Rashida Ellis, Lynn, Massachusetts, named USA Boxing’s Elite Female Boxer of the Year.
Stuart McNay is a three-time Olympian from Providence, Rhode Island (Yale University 2005)
Kieran Smith, Ridgefield, Connecticut (University of Florida)
The 21-year-old Olympian holds the NCAA, SEC, and the American record for the 500 freestyle swim event.
Among these, here are the ones who took home a medal:
Jayson Tatum took home the gold medal for the U.S. men’s basketball team.
He was Team USA’s second-leading scorer in the tournament, scoring 15.2 points per game coming off the bench. Tatum had 19 points in the gold medal game against France.
Sam and Kristie Mewis
The Whitman-Hanson natives and sisters helped the U.S. women’s soccer team win the bronze medal in Tokyo.
Sam Mewis scored one goal in the tournament, which came on a header in the 28th minute of the quarterfinal game against the Netherlands to tie the game at 1-1. Mewis added an assist three minutes later to give the U.S. the lead in a game that it would eventually win in penalty kicks (more on that later).
Michael Hixon took home a silver medal for the second straight Olympics. The Amherst native took won silver, along with Andrew Capobianco, in the men’s synchronized 3-meter springboard event, the same event he won silver in at the 2016 Olympics.
Cambridge resident Molly Seidel became an Olympic medalist after running just her third ever marathon. In the women’s event, Seidel completed the marathon in 2:27.46, good enough to win the bronze medal.
Worcester’s Doherty Memorial High School grad, Wadeline Jonathas, didn’t run in any track finals, but she helped the women’s 4×400 relay team qualify for the semifinals.
Florence resident Gabby Thomas became a two-time Olympic medalist in Tokyo.
She won the bronze medal in the women’s 200-meter sprint and three days later, she won a silver medal as part of the women’s 4×100 meter relay team.
Alyssa Naeher: The Stratford, Connecticut native played a big part in the U.S. women’s soccer team’s Olympic run, starting at goalie in five of its six games.
Kieran Smith: Ridgefield, Connecticut native Kieran Smith won the bronze medal in the men’s 400-meter freestyle in swimming.
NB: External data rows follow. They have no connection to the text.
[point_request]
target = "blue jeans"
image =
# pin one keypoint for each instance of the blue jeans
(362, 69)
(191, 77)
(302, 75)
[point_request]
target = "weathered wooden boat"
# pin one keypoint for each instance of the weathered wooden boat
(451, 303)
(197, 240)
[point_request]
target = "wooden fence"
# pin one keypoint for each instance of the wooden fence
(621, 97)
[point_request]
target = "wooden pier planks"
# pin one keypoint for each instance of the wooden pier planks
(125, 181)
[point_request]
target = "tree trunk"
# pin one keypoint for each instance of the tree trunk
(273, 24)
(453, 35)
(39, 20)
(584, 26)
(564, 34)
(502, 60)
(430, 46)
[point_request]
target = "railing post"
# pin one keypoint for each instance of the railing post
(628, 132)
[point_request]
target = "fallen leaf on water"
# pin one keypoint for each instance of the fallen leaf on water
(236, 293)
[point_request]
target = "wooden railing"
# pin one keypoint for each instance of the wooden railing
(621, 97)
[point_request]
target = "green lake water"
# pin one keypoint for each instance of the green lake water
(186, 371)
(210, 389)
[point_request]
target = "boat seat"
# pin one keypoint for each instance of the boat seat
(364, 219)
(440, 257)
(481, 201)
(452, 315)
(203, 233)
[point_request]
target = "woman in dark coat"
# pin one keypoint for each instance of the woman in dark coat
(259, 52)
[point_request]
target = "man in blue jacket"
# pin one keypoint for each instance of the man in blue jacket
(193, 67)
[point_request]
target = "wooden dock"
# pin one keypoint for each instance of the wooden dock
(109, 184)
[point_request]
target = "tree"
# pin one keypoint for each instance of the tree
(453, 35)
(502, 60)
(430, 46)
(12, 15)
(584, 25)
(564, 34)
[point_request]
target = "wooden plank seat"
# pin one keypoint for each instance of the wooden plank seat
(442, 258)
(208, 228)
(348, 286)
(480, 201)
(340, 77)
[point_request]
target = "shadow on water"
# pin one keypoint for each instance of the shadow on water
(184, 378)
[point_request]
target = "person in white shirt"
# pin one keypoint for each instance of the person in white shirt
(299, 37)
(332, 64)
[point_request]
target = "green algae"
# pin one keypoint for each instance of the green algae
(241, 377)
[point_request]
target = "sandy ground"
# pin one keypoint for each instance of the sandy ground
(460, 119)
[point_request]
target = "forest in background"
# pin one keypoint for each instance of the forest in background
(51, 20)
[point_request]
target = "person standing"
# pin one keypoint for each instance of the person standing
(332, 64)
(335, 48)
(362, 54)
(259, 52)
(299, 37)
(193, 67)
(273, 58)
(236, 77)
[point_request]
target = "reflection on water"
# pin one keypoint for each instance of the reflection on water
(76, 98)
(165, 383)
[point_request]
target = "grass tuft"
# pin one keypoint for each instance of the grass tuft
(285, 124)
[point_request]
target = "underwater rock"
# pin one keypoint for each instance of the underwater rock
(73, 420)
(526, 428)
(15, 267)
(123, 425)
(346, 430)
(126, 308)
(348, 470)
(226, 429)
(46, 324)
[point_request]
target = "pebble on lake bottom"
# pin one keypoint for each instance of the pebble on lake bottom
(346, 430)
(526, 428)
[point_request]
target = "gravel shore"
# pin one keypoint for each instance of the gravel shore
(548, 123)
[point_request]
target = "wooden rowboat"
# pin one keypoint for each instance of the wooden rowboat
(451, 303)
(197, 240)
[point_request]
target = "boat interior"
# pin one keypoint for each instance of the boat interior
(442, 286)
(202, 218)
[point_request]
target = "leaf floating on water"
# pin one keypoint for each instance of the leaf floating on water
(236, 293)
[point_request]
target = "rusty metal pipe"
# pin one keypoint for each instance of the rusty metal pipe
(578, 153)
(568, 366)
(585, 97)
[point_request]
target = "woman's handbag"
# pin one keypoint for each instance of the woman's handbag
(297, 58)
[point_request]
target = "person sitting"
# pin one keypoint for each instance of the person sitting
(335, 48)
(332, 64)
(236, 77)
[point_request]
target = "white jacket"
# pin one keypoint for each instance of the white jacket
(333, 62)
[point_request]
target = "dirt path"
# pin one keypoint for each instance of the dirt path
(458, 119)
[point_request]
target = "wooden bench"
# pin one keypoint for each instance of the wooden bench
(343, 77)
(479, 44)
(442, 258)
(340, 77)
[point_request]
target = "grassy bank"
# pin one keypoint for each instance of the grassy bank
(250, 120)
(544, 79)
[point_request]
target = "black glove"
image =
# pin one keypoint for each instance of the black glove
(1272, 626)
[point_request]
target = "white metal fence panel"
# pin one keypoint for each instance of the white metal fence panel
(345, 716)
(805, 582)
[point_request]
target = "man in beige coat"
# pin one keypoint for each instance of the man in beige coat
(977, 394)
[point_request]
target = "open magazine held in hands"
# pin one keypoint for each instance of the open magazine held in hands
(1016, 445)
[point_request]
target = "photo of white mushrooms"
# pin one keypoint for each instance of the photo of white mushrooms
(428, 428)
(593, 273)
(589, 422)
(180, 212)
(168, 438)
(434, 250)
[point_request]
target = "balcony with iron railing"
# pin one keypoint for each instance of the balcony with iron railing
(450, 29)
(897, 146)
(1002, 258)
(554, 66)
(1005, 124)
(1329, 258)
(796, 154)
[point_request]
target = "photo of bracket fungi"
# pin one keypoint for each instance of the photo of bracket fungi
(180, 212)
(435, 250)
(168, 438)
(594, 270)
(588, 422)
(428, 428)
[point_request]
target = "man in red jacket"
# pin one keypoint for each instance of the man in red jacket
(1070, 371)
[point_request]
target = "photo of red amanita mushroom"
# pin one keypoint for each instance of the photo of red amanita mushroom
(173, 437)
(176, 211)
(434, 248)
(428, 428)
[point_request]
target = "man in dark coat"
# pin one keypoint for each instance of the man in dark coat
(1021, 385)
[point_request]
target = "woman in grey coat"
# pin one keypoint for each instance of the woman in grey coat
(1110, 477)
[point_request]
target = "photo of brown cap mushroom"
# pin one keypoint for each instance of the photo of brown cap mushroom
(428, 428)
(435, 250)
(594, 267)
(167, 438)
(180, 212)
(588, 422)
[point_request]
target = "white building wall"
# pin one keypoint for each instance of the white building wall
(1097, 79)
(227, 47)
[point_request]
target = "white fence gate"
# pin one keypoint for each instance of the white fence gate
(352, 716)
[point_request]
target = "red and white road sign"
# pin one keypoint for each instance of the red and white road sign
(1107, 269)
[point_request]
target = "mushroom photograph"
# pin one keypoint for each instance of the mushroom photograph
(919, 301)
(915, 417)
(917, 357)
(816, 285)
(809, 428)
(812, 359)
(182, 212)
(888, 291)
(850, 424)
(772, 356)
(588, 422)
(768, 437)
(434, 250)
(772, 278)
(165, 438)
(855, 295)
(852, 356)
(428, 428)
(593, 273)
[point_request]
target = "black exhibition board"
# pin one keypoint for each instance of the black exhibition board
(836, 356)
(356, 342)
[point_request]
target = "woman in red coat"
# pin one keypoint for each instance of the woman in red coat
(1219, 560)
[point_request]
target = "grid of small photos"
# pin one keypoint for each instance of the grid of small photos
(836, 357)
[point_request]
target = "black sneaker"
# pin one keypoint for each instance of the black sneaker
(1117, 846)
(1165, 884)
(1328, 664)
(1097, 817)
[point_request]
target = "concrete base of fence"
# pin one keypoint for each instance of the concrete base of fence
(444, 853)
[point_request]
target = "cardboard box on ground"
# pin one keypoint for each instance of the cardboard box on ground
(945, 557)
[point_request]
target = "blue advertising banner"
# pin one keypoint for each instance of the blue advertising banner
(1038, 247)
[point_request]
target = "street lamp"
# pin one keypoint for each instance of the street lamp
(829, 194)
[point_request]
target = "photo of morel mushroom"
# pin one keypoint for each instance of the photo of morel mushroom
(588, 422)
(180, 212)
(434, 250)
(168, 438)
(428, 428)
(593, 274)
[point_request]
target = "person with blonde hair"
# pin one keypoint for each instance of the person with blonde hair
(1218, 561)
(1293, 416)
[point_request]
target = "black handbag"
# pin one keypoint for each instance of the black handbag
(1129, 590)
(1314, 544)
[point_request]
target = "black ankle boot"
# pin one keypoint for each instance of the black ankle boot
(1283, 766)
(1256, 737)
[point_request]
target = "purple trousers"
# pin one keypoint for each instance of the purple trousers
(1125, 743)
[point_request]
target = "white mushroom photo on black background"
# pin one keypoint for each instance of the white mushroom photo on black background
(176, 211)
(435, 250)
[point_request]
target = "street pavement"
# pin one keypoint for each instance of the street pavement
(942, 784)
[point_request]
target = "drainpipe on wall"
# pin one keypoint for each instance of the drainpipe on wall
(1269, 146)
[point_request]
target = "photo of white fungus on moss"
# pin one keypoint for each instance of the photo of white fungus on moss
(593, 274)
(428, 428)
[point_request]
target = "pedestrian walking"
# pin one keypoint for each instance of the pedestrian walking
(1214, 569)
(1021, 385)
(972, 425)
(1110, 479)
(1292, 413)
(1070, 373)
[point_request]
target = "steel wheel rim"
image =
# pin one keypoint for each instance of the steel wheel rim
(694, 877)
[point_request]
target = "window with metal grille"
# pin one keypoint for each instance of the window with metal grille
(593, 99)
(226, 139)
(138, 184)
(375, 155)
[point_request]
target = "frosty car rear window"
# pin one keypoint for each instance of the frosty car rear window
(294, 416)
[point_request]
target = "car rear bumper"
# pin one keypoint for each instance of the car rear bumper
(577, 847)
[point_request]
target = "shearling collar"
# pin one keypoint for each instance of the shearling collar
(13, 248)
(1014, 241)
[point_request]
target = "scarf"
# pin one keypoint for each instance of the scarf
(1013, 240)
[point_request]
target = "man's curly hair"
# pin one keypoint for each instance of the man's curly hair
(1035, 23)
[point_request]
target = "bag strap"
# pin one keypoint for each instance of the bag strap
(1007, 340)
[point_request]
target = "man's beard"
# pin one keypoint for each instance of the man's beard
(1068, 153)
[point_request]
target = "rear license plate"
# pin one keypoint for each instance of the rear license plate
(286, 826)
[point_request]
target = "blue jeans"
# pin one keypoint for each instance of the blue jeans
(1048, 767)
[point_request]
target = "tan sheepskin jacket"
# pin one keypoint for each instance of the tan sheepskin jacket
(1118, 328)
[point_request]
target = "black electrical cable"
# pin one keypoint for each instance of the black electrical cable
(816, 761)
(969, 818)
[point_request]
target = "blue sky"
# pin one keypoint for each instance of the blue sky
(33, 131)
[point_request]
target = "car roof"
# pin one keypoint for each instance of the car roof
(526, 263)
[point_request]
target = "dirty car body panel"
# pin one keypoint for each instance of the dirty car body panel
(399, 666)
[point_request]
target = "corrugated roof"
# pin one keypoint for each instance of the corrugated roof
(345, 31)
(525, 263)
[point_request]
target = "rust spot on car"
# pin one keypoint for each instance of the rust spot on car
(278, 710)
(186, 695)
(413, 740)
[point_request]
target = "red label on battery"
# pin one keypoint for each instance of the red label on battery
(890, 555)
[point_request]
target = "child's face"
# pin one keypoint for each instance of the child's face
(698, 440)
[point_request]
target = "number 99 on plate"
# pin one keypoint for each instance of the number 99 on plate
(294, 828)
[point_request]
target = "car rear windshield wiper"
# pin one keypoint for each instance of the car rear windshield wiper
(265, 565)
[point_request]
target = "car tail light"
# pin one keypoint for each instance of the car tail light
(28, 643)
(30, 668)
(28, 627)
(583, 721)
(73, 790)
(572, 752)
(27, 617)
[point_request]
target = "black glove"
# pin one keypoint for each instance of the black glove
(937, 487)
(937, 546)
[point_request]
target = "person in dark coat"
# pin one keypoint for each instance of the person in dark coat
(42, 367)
Smith also made it to the final round of the 200-meter freestyle event, finishing in sixth, and was a part of the American 4×200-meter relay team, which placed fourth.
Jessica Parratto: Dover, New Hampshire native Jessica Parratto took home the silver medal along with Delaney Schnell in the women’s synchronized 10-meter platform event in diving.
Congratulations to all medalists, participants, their coaches, and families!!
We’ll see you at the 2024 Olympic Games, in Paris, France!